What are the reasons that his department is failing to assist Mr Boy Nonyane from Marite Trust in Bushbuckridge, Mpumalanga, whose house was damaged by a certain company (name furnished) during the road construction of the R40 between Hazyview and Bushbuckridge?

Reply:

  1. SANRAL contract R.040-050-2010/2 for upgrading of R40 from turnoff to Sabie (the R28) to R533 in Bushbuckridge awarded to Roadmac Surfacing (Pty) Ltd and work commenced on 28 February 2011 and ended in February 2013.
  1. The claim was made by Mr Henry Nonyane, of Stand 711; Jim Brown Trust; Hazyview that damage discovered by Ms Agnes Sehlangu to his dwelling was allegedly caused on 19 and 20 January 2012 by the action of a vibratory roller being operated by the contractor or his sub-contractors at the time.
  1. Two of the contractor’s staff, Mr Peter Makwetla and Mr Kenneth Mashego, accompanied by the Resident Engineer from Vela VKE Consultants Mr Johan Van Straten attended a meeting with Ms Agnes Sehlangu at the house. The contractor was of the view that the damage to the house could not have been caused by his operations. The position of the house was more than 50 meters away from the road, and so was far enough away for the vibratory roller to have no effect. In spite of this, the claim was referred to the contractor’s Insurance providers. The matter was investigated, and the claim was subsequently denied as there was insufficient proof that the damage was caused by the activities of the contractor. All machinery was found to comply with standard specifications.

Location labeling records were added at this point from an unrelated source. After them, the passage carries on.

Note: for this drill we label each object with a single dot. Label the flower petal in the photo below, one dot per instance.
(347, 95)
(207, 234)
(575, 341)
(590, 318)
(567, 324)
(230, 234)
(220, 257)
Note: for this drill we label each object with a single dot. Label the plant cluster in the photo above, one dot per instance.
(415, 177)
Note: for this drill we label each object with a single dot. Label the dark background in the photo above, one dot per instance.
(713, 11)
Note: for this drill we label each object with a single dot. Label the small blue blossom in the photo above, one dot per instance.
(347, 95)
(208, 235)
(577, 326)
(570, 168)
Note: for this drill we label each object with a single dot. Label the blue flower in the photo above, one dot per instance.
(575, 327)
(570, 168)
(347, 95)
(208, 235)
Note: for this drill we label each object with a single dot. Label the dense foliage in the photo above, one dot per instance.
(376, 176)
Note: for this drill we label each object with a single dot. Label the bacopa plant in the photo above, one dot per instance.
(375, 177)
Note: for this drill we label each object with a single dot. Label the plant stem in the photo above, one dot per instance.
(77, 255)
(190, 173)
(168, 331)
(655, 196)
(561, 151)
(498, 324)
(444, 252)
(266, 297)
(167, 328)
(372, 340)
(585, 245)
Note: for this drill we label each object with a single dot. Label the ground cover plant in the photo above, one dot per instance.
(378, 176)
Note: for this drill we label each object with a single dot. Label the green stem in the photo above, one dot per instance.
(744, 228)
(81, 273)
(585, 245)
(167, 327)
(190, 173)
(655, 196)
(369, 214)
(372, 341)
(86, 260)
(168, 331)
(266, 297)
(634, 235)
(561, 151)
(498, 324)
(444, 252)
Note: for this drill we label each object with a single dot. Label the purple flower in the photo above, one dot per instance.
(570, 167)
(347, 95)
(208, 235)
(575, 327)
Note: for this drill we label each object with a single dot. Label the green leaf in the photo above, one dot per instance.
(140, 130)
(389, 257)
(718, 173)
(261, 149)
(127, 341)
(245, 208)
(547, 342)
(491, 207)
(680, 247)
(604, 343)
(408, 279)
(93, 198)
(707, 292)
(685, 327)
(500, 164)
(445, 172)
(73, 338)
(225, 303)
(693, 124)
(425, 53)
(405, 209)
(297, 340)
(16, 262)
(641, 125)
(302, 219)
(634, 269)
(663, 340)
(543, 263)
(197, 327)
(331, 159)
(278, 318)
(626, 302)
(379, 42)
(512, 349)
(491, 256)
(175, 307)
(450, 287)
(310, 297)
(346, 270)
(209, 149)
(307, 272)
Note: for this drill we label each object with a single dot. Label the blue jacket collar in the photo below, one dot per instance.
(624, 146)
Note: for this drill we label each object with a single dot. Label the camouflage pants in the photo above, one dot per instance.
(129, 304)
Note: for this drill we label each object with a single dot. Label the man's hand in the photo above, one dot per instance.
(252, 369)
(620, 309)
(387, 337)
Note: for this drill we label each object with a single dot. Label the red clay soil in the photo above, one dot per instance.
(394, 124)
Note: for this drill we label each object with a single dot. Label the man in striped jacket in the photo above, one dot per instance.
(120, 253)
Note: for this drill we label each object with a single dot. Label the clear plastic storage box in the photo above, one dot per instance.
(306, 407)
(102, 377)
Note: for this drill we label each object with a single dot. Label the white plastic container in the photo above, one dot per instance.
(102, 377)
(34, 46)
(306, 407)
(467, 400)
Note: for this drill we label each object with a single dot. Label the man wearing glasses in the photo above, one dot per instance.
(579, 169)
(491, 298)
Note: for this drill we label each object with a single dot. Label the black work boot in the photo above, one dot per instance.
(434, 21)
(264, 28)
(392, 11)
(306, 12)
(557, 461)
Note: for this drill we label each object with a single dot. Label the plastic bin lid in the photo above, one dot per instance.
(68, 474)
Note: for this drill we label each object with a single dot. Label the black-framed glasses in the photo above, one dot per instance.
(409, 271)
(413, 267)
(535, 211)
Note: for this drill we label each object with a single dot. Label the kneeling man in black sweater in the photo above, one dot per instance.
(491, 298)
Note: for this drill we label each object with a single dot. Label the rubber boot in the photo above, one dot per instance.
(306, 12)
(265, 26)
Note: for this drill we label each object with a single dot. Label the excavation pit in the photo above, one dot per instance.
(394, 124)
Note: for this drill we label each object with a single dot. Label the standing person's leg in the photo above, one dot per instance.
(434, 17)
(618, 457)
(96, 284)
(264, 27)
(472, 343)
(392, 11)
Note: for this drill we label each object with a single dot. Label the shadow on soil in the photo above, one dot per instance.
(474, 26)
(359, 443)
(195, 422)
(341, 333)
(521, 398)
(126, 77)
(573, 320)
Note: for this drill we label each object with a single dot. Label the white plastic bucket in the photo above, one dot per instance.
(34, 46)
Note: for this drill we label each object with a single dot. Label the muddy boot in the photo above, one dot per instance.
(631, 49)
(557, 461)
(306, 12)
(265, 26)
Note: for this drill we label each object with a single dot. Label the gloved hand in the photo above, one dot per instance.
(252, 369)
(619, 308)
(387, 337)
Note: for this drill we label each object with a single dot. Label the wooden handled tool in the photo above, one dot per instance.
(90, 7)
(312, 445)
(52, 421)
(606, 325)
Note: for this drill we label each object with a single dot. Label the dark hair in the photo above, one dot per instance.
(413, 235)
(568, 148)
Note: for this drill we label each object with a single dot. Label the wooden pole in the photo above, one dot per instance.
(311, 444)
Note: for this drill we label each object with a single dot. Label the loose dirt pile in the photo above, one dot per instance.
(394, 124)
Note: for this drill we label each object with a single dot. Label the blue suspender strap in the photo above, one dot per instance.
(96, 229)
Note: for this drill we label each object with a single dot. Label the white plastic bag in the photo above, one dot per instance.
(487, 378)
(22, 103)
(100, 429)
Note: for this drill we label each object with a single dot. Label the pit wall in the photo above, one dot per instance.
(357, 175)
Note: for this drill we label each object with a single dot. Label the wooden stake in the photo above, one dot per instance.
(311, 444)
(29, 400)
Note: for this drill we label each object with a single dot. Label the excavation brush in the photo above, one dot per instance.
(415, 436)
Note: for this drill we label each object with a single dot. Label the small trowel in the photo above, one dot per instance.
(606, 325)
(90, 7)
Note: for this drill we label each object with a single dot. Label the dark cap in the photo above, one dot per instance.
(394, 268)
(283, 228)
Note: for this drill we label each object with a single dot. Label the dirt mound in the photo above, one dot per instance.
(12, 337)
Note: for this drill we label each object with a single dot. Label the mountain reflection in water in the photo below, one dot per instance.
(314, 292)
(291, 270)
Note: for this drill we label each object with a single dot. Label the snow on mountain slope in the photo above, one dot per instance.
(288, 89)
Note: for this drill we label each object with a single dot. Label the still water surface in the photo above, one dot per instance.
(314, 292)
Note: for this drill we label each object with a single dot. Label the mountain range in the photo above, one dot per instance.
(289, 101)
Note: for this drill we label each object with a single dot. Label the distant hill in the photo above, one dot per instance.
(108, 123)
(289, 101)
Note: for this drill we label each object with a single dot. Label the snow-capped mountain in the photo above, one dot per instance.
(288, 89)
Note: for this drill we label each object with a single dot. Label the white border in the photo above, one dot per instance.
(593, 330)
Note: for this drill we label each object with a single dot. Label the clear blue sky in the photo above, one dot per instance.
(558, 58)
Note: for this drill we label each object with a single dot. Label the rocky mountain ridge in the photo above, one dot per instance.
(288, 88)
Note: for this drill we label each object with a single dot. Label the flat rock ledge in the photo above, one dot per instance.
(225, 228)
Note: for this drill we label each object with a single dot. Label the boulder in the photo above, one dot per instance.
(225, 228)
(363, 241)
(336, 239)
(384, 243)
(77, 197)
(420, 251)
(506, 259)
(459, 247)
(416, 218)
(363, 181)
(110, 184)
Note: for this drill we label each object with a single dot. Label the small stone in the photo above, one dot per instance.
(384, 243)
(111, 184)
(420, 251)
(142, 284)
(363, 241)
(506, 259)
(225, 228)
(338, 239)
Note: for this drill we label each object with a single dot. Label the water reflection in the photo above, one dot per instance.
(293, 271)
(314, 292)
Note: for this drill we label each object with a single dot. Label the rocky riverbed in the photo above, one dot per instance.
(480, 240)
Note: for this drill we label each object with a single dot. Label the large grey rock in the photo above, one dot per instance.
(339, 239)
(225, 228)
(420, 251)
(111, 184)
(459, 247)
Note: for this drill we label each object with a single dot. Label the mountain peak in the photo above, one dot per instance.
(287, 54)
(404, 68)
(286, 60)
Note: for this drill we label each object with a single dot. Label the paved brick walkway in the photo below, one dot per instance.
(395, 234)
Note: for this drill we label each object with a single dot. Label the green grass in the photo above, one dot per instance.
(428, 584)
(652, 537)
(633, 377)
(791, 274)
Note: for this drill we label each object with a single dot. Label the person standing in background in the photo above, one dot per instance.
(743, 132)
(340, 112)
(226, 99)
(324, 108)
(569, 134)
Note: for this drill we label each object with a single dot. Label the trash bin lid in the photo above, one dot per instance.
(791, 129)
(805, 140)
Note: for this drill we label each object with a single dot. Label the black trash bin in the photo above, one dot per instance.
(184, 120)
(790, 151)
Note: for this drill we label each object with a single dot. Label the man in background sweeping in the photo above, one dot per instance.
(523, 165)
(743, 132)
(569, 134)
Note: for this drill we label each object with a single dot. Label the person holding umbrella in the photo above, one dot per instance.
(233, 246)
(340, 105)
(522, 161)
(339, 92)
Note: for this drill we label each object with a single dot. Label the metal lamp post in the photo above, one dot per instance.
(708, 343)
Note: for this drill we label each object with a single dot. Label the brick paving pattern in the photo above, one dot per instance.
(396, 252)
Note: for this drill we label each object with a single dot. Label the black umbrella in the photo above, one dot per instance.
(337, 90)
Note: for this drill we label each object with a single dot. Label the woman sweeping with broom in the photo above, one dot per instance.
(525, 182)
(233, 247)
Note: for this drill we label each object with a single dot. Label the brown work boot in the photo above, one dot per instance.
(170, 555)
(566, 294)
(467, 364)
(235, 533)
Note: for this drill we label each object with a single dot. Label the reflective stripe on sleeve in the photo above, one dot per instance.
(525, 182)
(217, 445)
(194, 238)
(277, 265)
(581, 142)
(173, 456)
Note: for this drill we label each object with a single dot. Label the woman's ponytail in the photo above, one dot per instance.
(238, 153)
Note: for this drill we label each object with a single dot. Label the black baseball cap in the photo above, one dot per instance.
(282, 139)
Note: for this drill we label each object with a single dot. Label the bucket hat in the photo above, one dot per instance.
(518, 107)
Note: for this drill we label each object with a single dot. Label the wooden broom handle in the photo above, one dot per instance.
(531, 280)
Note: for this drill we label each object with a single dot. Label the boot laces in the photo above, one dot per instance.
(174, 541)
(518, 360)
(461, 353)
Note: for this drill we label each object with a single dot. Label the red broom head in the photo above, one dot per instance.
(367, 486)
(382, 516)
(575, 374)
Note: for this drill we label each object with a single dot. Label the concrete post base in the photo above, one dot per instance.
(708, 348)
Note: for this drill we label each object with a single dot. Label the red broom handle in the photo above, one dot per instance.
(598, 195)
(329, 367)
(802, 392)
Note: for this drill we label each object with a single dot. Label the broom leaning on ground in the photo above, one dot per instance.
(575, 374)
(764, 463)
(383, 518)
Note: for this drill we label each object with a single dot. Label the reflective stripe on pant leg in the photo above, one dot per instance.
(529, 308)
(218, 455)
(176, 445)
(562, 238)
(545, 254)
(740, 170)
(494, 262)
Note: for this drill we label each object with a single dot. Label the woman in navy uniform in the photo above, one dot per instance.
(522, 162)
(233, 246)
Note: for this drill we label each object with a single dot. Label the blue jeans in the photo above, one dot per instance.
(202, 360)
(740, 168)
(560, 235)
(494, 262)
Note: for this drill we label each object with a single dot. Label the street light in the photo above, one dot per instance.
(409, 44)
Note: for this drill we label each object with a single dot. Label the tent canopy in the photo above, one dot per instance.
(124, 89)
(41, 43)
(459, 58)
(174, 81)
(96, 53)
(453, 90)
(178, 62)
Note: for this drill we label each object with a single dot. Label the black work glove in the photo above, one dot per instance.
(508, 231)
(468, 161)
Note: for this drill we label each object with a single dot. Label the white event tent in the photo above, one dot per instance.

  1. On 4 September 2012, the contractor’s brokers sent a letter via email to Ms Sehlangu that her claim was rejected. On 12 September 2012 the claimant’s legal advisors responded to above letter with request that decision be revisited. On 16 October 2012, the contractor wrote a letter to the claimant’s legal advisors that their claim was denied and no compensation for damages would be made.
  1. No further correspondence was received from the claimant by the contractor nor SANRAL since the above communication in 2012.
  1. The project was handed back to SANRAL in February 2012 and the Defects Liability period ended in February 2013. In terms of the contract with SANRAL, the contractor is obliged to carry all risks associated with claims from third parties against the contract and that SANRAL is not legally responsible. Due to fact that the contract ended in February 2013 and that the matter has now prescribed in law as it is older than 3 years, SANRAL has no further actions it can take to assist.